Comments

1
While I appreciate the BS Japanese Americans went through with the 'relocation' -and it was alot- I'm sad to say that I think these (few?) are being hyper-sensitive.
I've studied up on and been to Manzanar and Tule Lake (the location anyway, as nothing remains). The irony of sending their sons to war with the 442nd while their sisters and parents made camoflauge in these camps. No German or Italian Americans were placed in camps on the east coast -where many acts of sabotage happened, while none happened on the west coast. Selling almost everything you own for pennies on the dollar -their homes too- because folks knew they could take advantage of them leaving soon, etc etc etc.
And the way the Japanese-Americans dealt with this injustice is remarkable...

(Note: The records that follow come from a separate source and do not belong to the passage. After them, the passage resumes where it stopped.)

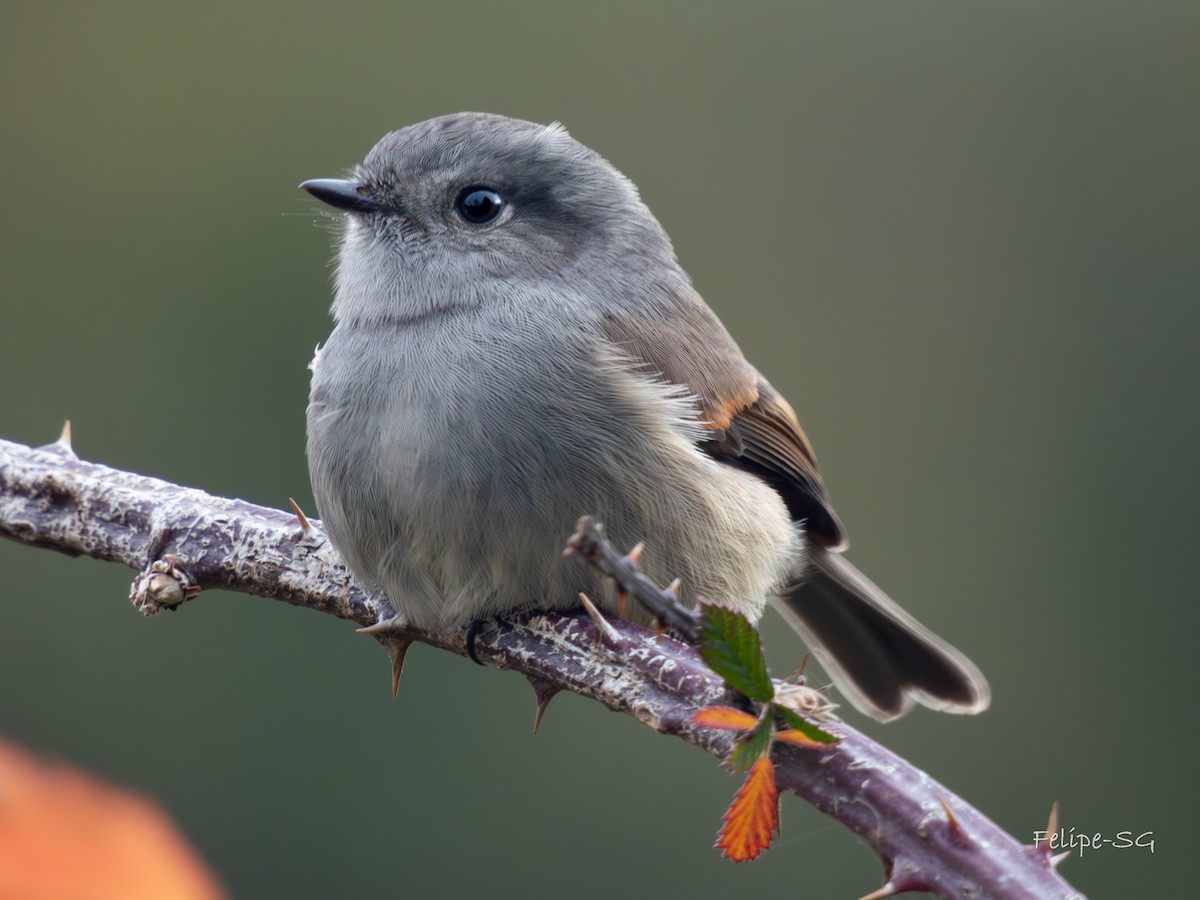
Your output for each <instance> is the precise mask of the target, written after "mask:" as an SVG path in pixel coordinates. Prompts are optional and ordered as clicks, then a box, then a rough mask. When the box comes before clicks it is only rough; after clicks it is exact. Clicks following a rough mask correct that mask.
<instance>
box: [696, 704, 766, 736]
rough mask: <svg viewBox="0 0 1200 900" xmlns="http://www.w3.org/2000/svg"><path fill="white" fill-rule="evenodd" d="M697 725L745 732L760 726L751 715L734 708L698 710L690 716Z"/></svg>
mask: <svg viewBox="0 0 1200 900" xmlns="http://www.w3.org/2000/svg"><path fill="white" fill-rule="evenodd" d="M688 718H689V719H690V720H691V721H692V722H695V724H696V725H703V726H706V727H708V728H728V730H731V731H745V730H746V728H752V727H754V726H755V725H757V724H758V720H757V719H755V718H754V716H752V715H750V713H743V712H742V710H740V709H734V708H733V707H704V708H703V709H697V710H696V712H695V713H692V714H691V715H690V716H688Z"/></svg>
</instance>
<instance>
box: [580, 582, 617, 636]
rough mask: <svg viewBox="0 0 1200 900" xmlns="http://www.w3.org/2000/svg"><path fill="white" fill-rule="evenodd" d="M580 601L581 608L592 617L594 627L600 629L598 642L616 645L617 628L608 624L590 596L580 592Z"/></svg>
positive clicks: (588, 615)
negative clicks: (582, 605)
mask: <svg viewBox="0 0 1200 900" xmlns="http://www.w3.org/2000/svg"><path fill="white" fill-rule="evenodd" d="M580 602H581V604H583V608H584V610H587V612H588V616H590V617H592V620H593V622H594V623H595V624H596V628H598V629H600V642H601V643H604V644H607V646H608V647H616V646H617V644H618V643H619V642H620V635H618V634H617V629H614V628H613V626H612V625H610V624H608V619H606V618H605V617H604V616H602V614H601V613H600V610H598V608H596V605H595V604H594V602H592V598H589V596H588V595H587V594H584V593H583V592H580Z"/></svg>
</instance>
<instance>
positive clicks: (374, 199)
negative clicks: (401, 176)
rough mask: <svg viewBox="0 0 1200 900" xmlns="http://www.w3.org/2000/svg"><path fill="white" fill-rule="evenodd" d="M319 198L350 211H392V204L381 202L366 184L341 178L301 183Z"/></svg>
mask: <svg viewBox="0 0 1200 900" xmlns="http://www.w3.org/2000/svg"><path fill="white" fill-rule="evenodd" d="M300 187H302V188H304V190H305V191H307V192H308V193H311V194H312V196H313V197H316V198H317V199H318V200H322V202H323V203H328V204H329V205H330V206H336V208H337V209H344V210H348V211H350V212H390V211H391V206H389V205H388V204H385V203H379V200H377V199H374V198H373V197H372V196H371V192H370V191H368V190H367V187H366V186H365V185H356V184H354V182H353V181H343V180H342V179H340V178H314V179H310V180H308V181H305V182H304V184H301V185H300Z"/></svg>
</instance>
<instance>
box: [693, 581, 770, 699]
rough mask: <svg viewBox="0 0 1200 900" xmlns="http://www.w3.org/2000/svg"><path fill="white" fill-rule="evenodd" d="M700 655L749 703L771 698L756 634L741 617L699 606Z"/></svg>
mask: <svg viewBox="0 0 1200 900" xmlns="http://www.w3.org/2000/svg"><path fill="white" fill-rule="evenodd" d="M700 655H701V656H703V658H704V662H707V664H708V666H709V668H712V670H713V671H714V672H716V674H719V676H720V677H721V678H724V679H725V682H726V683H727V684H728V685H730V686H731V688H733V690H736V691H738V692H739V694H744V695H745V696H748V697H750V700H757V701H758V702H760V703H766V702H767V701H768V700H770V698H772V697H774V696H775V688H774V685H772V683H770V676H769V674H767V660H764V659H763V655H762V643H761V642H760V640H758V631H757V629H755V626H754V625H752V624H750V619H748V618H746V617H745V616H743V614H742V613H739V612H734V611H733V610H731V608H728V607H727V606H720V605H718V604H702V605H701V607H700Z"/></svg>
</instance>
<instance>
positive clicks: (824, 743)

Even so, I think Saltzmans position on the JTTF was correct and respectfully disagree with the few Japanese Americans who found his words hurtful.
2
National security at the expense of civil liberties is unacceptable to the Japanese American community and should be intolerable to you as well.

By the way, About 1,600 Italian citizens were rounded up and incarcerated in the U.S. during WWII, and about 10,000 Italian-Americans were forced to move from their homes in California coastal communities to inland homes. The FBI also oversaw an operation to round up Germans that they deemed to be subversive, from fifteen Latin American countries to the U.S. for detention during the war.
3
Are we not the only fairly large metro area in the US to not be a part of the JTTF?
I don't see the argument still as an "either Civil Liberties or National Security". I think it is far too easy to frame the debate that way. Brandon Mayfield or 9/11.
I would think with the assasination of Bin Laden and the increased threats to the US we have heard that if I was a terrorist I would be looking at somewhere like PDX.
But I would hope we wouldn't have to live our lives in fear.
Yes, the FBI has done horrible things. So have the Police.
But it was FDR, still considered one of our finest Presidents, who authorized and signed Exectutive Order 9066, which sent the Japanese Americans to 'relocation' camps.